Story

Digital Story Telling Tool: Prezi & Pintrest

My Digital Story:

If the screen is not large enough or have a problem to play the Prezi presentation use the link here.

My Pintrest “Online Identity” activity board. Click here to access the Pintrest board.

Online Identity

 

 

 

 

 

 

 

 

 

Prezi & Pintrest as a story telling tool

There is vast amount of information generated everyday online. Students need to know how to examine and evaluate the information and present it with digital tools or medias. The partnership for 21st Century Skills identified information, media and technology skills as the 21st century learning skills (Partnership for 21st century skills, n.d).  Therefore, it is crucial to acquire these skills to be successful in 21st learning due to exponential technology advancement.

The Prezi activity is designed to encourage students to participate actively to acquire both multiliteracies and digital citizenships by creating presentations based on their own social media stories. Research has shown that people learn best not when they participate passively – receiving information or simply viewing content – but when they participate actively – exploring, experimenting, and expressing themselves, as well as designing, creating and inventing with materials. (Resnick, 2002)

I selected Prezi and Pintrest as my digital story telling tools to promote multi literacies and help students explore their online identity as a part of a digital citizenship lesson.

Students will gain multiliteracies – digital literacy, information literacy, visual literacy, and multimedia literacy – through creating their own stories with Prezi and Pintrest.  The New London Group presented a theoretical overview of the connections between the changing social environment facing students and teachers and a new approach to literacy pedagogy that they call “multiliteracies” (New London Group, 1996). Literacy involves gaining the skills and knowledge to read and interpret varying texts and artifacts, and to successfully navigate and negotiate knowledge in society. Traditional literacy is defined as the ability to read, write, listen and speak. However, the new form of literacy requires multiliteracies  – digital literacy, information literacy, visual literacy, and multimedia literacy – as well.  Prezi and Pintrest will offer the following literacies:

  • Presenting information through Prezi – utilizing images, structuring information in a concise and meaningful way, examining information and giving feedback to each other on individual presentations – will help students attain digital and visual literacies.
  • The process of finding and evaluating information for their presentation will promote information literacy.
  • Collective boards in Pintrest will provide students and a teachers with the opportunity to construct knowledge collaboratively as a learning community (Scardamalia & Bereiter, p. 272)
  • Students will learn how to create or use images, and audio and video files through the Prezi and Pintrest activity

How the story will be incorporated in the classroom

Target audiences are grades 10-12 who can create their own Prezi and Pintrest accounts with parents’ consent. There is the alternative downloadable exercise file for students who cannot participate in the online activities. The digital story is aimed for a part of the multiliteracies and digital citizenship class.

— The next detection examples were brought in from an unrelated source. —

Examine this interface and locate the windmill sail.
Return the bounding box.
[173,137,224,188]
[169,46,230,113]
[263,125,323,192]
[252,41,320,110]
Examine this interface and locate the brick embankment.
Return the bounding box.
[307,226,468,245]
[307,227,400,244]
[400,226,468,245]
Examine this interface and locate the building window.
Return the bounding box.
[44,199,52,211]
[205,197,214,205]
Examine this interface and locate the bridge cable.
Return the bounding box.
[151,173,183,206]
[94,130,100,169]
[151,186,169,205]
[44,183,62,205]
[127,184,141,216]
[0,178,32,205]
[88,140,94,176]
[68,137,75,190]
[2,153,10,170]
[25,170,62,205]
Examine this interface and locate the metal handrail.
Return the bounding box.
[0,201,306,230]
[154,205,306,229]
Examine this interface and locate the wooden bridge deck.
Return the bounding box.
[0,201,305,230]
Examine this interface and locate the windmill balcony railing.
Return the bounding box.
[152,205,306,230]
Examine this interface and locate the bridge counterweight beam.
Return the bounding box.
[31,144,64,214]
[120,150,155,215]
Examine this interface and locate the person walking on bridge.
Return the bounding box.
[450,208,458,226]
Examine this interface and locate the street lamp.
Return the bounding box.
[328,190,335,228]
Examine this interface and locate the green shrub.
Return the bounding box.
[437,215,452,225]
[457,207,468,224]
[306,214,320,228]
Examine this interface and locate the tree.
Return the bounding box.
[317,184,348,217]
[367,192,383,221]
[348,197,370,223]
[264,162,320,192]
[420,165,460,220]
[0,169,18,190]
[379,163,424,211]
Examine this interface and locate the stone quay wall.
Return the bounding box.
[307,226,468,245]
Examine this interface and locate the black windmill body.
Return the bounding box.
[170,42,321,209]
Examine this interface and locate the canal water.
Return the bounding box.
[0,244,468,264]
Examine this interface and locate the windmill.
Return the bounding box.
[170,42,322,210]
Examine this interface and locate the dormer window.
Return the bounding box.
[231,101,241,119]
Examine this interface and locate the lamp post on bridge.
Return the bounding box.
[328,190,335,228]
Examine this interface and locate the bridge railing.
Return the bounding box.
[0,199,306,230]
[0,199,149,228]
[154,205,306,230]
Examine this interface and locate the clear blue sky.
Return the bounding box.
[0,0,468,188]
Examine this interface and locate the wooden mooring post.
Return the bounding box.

The story is about finding one’s identity online. There are a lot of social media websites and cloud based web services companies since web 2.0 technologies came into the main stream on Internet. Social media and cloud-based web service access are not limited only to adults. Most social media sites and web-based cloud software offer the service to users aged 13 and above with parents’ consent. It is inevitable that students will be using those technologies outside class. However, they don’t have many opportunities to be educated about digital citizenship in class. They know how to use the technologies in a limited way but they don’t know how to be good digital citizens.  The activity to create their own story of online identity based on their social media activities will allow them to reflect on how they behave in digital space and to think about their offline and online identities . The process will also help them acquire the 21st learning kills – digital literacy, information literacy, visual literacy, and multimedia literacy.

 

Reference:

Information, Media and Technology skills (n.d). Partnership for 21st Century Skills. Retrieved from:  http://www.p21.org/about-us/p21-framework/61

New London Group. (1996) “A Pedagogy of multiliteracies: Designing social futures.” Harvard Educational Review 66.1: 60-92.

Resnick, M. (2002). Rethinking Learning in the Digital Age. In The Global Information Technology Report: Readiness for the Networked World, edited by G. Kirkman. Oxford University Press.

Scardamalia, M. and Bereiter, C. (1993). Support for knowledge-building communities. The Journal of Learning Sciences 3(3), 265-283.